小松島赤十字病院 形成外科部長 長江 浩朗

 蒙古斑は乳幼児のおしりから腰、背中にかけてよく見られる、灰色がかった青色をした比較的大きな斑点です。名前からも分かるように日本人、中国人など蒙古系の民族に特有と考えられていた時期もありましたが、黒人にも多く見られ、白人でも生まれたばかりの赤ちゃんの約1割にあることが分かっています。また、今挙げた場所以外にできることもあり、異所性蒙古斑と呼ばれます。

 なぜ色が着いているのかというと、蒙古斑のある場所には、真皮(しんぴ)メラノサイトという、メラニンを作る細胞が皮膚の深いところにあるからです。

 メラノサイトは普通、表皮と呼ばれる皮膚の浅いところにあり、紫外線が当たるとメラニンを作り、皮膚を紫外線の障害から守る働きがあります。

 その結果、黒く日焼けすることになります。真皮にあるメラノサイトがどんな働きをするのかは分かっていません。

 また、青く見えるのはメラニンが深いところにあるためといわれています。

 蒙古斑は自然に消えていくといわれていますが、何歳くらいまでになくなるのでしょうか? これまでの報告によると、3歳くらいまでは9割前後に見られますが、4歳ごろから色が薄くなり、だんだん消えていくとされています。10歳では5%となりますが、成人に達しても4%は残っているという報告もあります。

 消えていく理由としては、真皮メラノサイトが壊れていくため、成長とともに皮膚は厚くなり面積も増えますが、真皮メラノサイトは増えないので、分布密度がかなり低くなるため、真皮メラノサイトがメラニンを作らなくなるため-などの説がありますが、はっきりとは分かっていません。
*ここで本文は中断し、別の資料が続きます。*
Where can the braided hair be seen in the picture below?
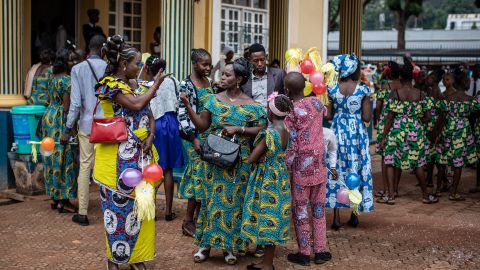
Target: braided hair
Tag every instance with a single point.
(116, 50)
(199, 53)
(283, 104)
(241, 68)
(154, 64)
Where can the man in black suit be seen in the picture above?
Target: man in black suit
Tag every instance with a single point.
(263, 81)
(91, 29)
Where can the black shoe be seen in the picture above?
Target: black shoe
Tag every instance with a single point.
(353, 222)
(80, 220)
(336, 226)
(322, 257)
(298, 258)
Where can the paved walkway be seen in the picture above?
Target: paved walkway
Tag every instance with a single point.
(408, 235)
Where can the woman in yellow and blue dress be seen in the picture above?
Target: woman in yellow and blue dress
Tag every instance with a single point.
(233, 114)
(61, 168)
(128, 239)
(197, 87)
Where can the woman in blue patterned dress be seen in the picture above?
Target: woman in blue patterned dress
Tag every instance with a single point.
(197, 87)
(61, 167)
(234, 114)
(266, 210)
(351, 109)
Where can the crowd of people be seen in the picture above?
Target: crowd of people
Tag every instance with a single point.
(294, 151)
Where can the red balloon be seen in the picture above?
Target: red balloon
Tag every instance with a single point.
(319, 89)
(152, 173)
(307, 67)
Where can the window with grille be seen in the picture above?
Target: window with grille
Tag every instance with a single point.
(243, 22)
(125, 18)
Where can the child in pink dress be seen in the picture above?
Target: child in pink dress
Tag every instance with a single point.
(305, 160)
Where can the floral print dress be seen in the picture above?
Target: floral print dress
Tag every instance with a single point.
(61, 168)
(456, 145)
(406, 140)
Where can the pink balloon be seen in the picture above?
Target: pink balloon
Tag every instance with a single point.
(131, 177)
(316, 78)
(307, 67)
(342, 196)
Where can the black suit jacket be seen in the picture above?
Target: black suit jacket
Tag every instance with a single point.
(275, 78)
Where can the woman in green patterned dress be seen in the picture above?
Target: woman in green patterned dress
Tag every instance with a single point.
(266, 210)
(37, 92)
(61, 167)
(404, 136)
(231, 113)
(197, 87)
(455, 145)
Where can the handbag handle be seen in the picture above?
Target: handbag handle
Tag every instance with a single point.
(233, 139)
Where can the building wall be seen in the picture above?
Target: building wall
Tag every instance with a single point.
(307, 24)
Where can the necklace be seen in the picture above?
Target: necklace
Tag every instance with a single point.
(231, 99)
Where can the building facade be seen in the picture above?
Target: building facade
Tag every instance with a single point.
(27, 26)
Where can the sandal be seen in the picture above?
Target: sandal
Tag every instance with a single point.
(188, 230)
(65, 206)
(201, 255)
(170, 217)
(391, 201)
(54, 205)
(230, 259)
(430, 199)
(383, 199)
(254, 266)
(456, 197)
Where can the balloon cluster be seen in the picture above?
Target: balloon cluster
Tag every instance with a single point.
(151, 174)
(310, 65)
(350, 193)
(46, 146)
(144, 190)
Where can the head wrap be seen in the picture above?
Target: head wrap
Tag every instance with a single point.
(273, 108)
(345, 64)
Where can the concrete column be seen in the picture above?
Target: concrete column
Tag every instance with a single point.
(351, 12)
(177, 36)
(278, 37)
(11, 54)
(11, 78)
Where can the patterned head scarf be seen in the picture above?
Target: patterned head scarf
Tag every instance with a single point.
(345, 64)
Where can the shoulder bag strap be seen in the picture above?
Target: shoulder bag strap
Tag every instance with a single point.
(93, 71)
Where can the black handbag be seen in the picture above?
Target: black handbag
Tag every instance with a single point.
(221, 152)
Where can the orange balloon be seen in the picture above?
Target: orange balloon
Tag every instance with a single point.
(47, 144)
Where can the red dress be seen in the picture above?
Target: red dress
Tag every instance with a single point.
(305, 154)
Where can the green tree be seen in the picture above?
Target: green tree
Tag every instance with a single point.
(403, 10)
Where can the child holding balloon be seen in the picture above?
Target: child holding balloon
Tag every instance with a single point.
(308, 172)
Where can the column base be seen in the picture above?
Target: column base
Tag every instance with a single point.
(8, 101)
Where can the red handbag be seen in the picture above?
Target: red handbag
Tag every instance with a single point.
(108, 130)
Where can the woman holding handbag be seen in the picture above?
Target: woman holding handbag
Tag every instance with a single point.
(233, 114)
(129, 240)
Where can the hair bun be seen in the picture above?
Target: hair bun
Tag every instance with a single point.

 ほとんどが自然に消えていくため、一般的には治療の必要はありません。ただ、先ほど申し上げたように、成人になっても消えない場合があります。その時はレーザー治療などが行われます。最近、乳幼児期にレーザー治療したほうが良い効果が得られるという報告もありますが、95%もの割合で自然に消えるものを治療しているわけですから、早期の治療が良いかどうかの結論を出すのは早いような気がします。

 さて、ご相談の子供さんですが、現在2歳であればまだ色が薄くなる時期ではありません。あまり色が濃くないのであれば、何もすることはありません。このまま様子を見てください。かなり色が濃いようでしたら、早く薄くする目的でレーザー治療するのも一方法です。しかし、成人になっても残っている蒙古斑はほとんど直径7cm以下といわれており、何もせずに経過を見ても今のまま全部残ることは考えにくいと思います。

 念のために一度、形成外科か皮膚科を受診し、専門家にみてもらって意見を聞くことをお勧めします。